In what's being called a medical "milestone," for the first time in history scientists have successfully implanted full functioning lab-grown vaginas.
The study involved four girls, ages 13 through 18, who were born with a rare genetic condition that caused them to lack or have underdeveloped vaginal organs. A medical analyst for WTVT explained how the process of recreating the organs worked. (Via Time)
"What they do is they take cells from the girls.. and then they use a matrix that comes from pigs ... and then they develop this organ. ... They take that, they implant it into they girls and it grew with them."
Researchers from the U.S. and Mexico conducted the study and continued to follow up with the girls.

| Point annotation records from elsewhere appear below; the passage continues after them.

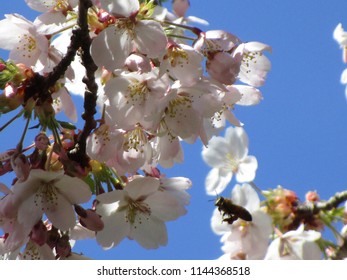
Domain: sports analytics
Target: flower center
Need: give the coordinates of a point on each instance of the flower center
(46, 196)
(135, 139)
(179, 106)
(177, 57)
(137, 93)
(136, 211)
(232, 162)
(27, 45)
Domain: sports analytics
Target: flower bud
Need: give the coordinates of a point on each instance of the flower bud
(20, 166)
(180, 7)
(63, 247)
(39, 233)
(89, 219)
(41, 141)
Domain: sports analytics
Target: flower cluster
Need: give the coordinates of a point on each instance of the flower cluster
(280, 226)
(153, 79)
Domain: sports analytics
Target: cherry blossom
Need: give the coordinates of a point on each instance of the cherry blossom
(228, 156)
(117, 41)
(138, 212)
(241, 239)
(25, 43)
(136, 98)
(52, 194)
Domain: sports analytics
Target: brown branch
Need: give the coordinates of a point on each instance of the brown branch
(306, 211)
(90, 95)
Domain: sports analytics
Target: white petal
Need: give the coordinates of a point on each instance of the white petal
(114, 231)
(29, 212)
(247, 169)
(215, 154)
(110, 48)
(250, 95)
(142, 187)
(150, 38)
(74, 189)
(165, 207)
(123, 8)
(150, 234)
(62, 214)
(237, 140)
(245, 196)
(217, 180)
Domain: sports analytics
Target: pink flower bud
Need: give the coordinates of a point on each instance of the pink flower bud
(138, 63)
(41, 141)
(63, 247)
(312, 196)
(20, 166)
(39, 233)
(89, 219)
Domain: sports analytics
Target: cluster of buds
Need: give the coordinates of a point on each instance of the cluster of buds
(281, 205)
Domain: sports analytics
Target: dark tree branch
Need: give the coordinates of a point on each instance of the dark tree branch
(90, 94)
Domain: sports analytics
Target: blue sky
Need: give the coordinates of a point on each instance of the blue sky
(298, 132)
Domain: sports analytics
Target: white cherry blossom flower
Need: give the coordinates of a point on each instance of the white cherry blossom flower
(114, 44)
(33, 251)
(244, 240)
(26, 44)
(104, 143)
(136, 98)
(295, 245)
(138, 212)
(249, 95)
(135, 152)
(228, 156)
(183, 63)
(52, 194)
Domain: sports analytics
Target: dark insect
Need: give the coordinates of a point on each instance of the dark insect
(231, 212)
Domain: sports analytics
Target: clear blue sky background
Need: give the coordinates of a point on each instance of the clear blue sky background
(298, 133)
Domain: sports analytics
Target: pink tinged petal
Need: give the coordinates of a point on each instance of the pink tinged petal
(142, 187)
(30, 212)
(116, 228)
(150, 234)
(150, 38)
(217, 180)
(237, 141)
(344, 77)
(180, 7)
(111, 48)
(108, 202)
(165, 206)
(224, 67)
(168, 150)
(75, 190)
(41, 6)
(60, 213)
(123, 8)
(9, 33)
(249, 95)
(228, 115)
(215, 153)
(247, 169)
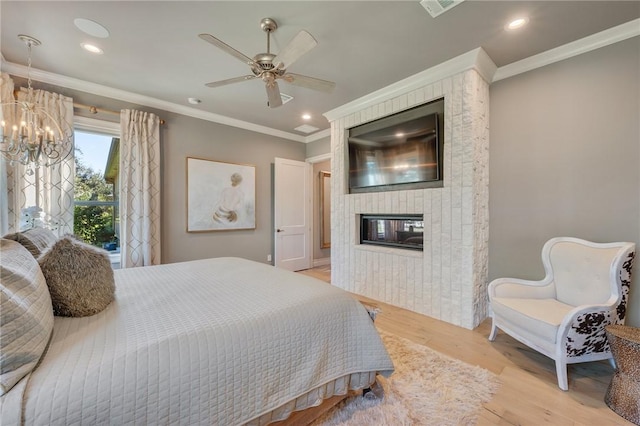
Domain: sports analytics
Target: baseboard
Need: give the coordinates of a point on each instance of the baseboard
(321, 262)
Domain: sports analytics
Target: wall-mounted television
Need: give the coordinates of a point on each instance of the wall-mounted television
(400, 151)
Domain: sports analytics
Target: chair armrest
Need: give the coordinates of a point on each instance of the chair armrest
(525, 289)
(582, 331)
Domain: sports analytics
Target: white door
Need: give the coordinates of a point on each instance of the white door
(292, 214)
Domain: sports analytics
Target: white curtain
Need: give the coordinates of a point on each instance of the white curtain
(6, 95)
(139, 188)
(49, 188)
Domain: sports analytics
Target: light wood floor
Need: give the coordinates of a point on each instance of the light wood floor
(529, 394)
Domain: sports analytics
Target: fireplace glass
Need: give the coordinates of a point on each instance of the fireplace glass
(402, 231)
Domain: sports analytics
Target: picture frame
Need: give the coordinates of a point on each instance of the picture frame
(221, 196)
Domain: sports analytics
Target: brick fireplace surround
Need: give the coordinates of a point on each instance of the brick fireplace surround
(448, 280)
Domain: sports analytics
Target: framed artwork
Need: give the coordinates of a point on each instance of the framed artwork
(220, 196)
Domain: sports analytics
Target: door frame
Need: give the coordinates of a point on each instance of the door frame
(312, 160)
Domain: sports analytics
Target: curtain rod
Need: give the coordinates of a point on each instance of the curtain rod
(94, 110)
(90, 108)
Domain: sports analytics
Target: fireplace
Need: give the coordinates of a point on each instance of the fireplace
(397, 230)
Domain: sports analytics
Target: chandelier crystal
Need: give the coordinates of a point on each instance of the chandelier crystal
(30, 135)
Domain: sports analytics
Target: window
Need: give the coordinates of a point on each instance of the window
(96, 206)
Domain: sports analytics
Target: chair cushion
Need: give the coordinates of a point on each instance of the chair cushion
(79, 276)
(541, 317)
(27, 316)
(36, 240)
(581, 273)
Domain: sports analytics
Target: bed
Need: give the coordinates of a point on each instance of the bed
(222, 341)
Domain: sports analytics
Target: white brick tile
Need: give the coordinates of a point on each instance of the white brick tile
(440, 283)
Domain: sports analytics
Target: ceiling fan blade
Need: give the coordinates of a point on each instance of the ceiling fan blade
(309, 82)
(273, 94)
(230, 81)
(301, 44)
(224, 46)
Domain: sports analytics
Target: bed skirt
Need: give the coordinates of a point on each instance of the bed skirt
(313, 398)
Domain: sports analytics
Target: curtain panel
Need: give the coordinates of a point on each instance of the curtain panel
(49, 188)
(139, 188)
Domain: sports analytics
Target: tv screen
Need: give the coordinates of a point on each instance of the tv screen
(402, 151)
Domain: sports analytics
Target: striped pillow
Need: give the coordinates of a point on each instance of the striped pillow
(26, 322)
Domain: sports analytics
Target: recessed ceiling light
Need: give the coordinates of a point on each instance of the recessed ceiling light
(517, 23)
(90, 27)
(91, 48)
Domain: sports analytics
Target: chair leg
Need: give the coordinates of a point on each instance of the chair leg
(494, 330)
(561, 372)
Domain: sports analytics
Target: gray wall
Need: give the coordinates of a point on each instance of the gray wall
(184, 136)
(318, 251)
(319, 147)
(564, 159)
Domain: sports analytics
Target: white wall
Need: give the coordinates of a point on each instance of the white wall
(448, 279)
(565, 159)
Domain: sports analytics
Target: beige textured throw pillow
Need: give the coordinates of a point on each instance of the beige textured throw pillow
(79, 276)
(36, 240)
(26, 322)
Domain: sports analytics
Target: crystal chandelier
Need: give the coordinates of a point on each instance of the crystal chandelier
(29, 135)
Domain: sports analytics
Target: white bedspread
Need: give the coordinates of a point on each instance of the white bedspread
(217, 342)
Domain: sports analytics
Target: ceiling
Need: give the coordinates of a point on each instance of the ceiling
(153, 48)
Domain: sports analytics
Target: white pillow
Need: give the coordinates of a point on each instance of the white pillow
(26, 322)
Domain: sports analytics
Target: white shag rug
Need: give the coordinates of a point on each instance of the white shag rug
(427, 388)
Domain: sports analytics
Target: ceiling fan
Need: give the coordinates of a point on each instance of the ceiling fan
(270, 67)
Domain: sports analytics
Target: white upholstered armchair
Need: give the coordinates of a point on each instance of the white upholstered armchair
(585, 288)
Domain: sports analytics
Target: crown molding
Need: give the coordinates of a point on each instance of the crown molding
(109, 92)
(475, 59)
(326, 133)
(319, 158)
(569, 50)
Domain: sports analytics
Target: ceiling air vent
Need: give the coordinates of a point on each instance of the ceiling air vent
(437, 7)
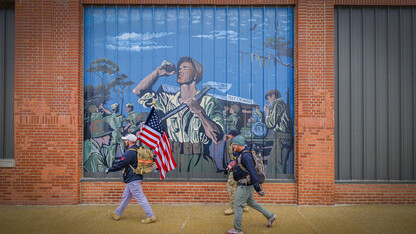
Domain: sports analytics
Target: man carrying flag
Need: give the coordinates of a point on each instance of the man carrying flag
(154, 136)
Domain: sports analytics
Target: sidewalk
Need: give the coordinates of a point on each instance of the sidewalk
(208, 219)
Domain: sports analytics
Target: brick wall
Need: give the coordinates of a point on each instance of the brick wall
(48, 115)
(182, 192)
(314, 102)
(375, 194)
(48, 102)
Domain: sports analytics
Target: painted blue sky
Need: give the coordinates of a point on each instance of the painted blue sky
(138, 39)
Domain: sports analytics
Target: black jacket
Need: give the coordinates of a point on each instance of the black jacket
(248, 162)
(129, 157)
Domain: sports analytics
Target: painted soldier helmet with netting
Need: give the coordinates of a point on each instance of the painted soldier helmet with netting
(100, 128)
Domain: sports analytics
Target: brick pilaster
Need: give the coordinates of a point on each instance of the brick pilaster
(315, 102)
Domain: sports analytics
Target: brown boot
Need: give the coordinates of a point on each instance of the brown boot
(113, 215)
(149, 220)
(229, 211)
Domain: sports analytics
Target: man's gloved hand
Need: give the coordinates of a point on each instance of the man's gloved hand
(261, 193)
(231, 165)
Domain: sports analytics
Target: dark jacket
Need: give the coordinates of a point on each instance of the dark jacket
(248, 162)
(129, 157)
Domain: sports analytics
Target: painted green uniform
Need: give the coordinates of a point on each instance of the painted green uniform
(185, 130)
(116, 122)
(280, 123)
(231, 121)
(132, 119)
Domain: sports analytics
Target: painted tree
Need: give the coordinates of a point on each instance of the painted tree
(103, 68)
(273, 48)
(120, 84)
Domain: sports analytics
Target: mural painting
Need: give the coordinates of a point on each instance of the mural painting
(206, 71)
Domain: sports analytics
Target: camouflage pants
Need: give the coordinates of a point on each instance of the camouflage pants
(231, 183)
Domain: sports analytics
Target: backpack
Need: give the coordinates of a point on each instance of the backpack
(144, 161)
(258, 164)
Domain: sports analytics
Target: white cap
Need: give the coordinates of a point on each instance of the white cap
(130, 137)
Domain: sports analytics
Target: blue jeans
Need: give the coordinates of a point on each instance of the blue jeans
(134, 189)
(246, 194)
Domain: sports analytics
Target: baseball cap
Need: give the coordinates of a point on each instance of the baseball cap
(130, 137)
(239, 140)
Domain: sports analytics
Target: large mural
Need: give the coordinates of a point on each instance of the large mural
(206, 70)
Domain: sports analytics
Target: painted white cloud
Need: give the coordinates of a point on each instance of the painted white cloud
(137, 41)
(221, 34)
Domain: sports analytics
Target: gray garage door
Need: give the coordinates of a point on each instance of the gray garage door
(375, 101)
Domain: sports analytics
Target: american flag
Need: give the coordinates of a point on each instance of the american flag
(153, 135)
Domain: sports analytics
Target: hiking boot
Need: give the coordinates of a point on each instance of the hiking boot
(113, 215)
(271, 220)
(229, 211)
(233, 231)
(149, 220)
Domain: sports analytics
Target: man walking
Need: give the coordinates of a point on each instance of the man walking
(132, 180)
(245, 174)
(231, 183)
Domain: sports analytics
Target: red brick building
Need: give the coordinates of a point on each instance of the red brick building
(48, 114)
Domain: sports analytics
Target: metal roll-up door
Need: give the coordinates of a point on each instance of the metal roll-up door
(375, 70)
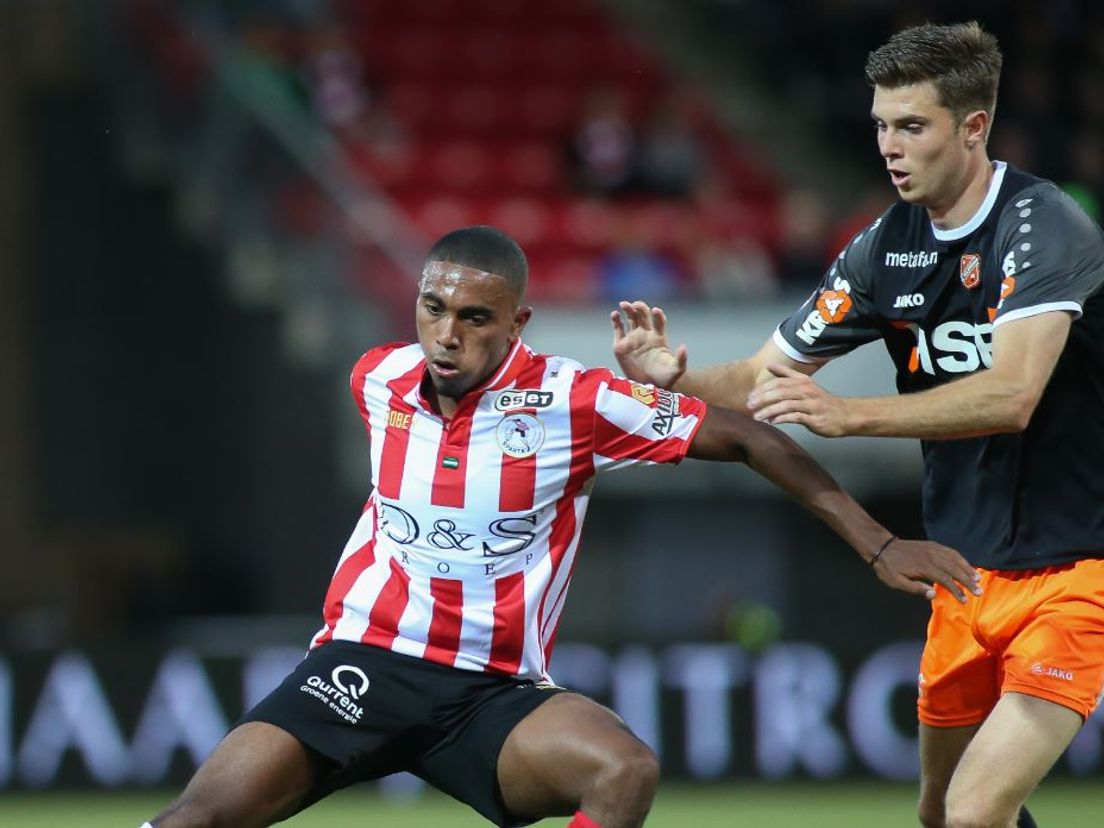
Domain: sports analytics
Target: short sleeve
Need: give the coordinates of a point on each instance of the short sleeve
(1051, 255)
(636, 423)
(840, 315)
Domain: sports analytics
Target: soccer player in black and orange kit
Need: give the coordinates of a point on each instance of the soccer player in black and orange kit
(986, 286)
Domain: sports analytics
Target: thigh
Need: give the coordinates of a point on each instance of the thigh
(1057, 650)
(257, 775)
(1014, 749)
(940, 751)
(465, 761)
(551, 757)
(959, 680)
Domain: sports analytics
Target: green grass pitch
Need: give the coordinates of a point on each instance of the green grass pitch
(1059, 803)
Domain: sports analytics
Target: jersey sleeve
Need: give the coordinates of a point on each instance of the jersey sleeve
(358, 380)
(840, 315)
(1051, 255)
(636, 423)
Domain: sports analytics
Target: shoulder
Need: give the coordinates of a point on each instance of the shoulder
(1039, 203)
(389, 360)
(899, 230)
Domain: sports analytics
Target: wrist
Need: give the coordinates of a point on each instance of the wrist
(881, 549)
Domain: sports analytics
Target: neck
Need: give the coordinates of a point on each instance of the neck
(962, 205)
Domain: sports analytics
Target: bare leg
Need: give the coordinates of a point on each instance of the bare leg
(573, 754)
(940, 751)
(1015, 747)
(256, 776)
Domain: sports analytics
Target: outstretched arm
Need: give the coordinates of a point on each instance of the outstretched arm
(911, 566)
(999, 399)
(644, 354)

Over time — it's now has been about eight years — the implants developed into true vaginal tissue with nerves and blood supply.
The results, published in the journal Lancet, reveled the implants "showed variables in the normal range in all areas tested, such as desire, arousal, lubrication, orgasm, satisfaction, and painless intercourse."
But that's not the only groundbreaking news to come out of the medical world Friday. In a separate study out of London, doctors were able to help cancer patients through tissue engineering.
"They created human cartilage from a patient's cells, rebuilding the damaged nostrils of five skin cancer patients. With a major shortage of organs, researchers hope their work in the lab will someday help relieve the crisis." (Via ) KAUZ
But researchers admit they are still a long way off. In time, if the methods are approved by the FDA, doctors could potentially help a wide range of patients, including those with cancer or injuries or even men seeking sex-change operations.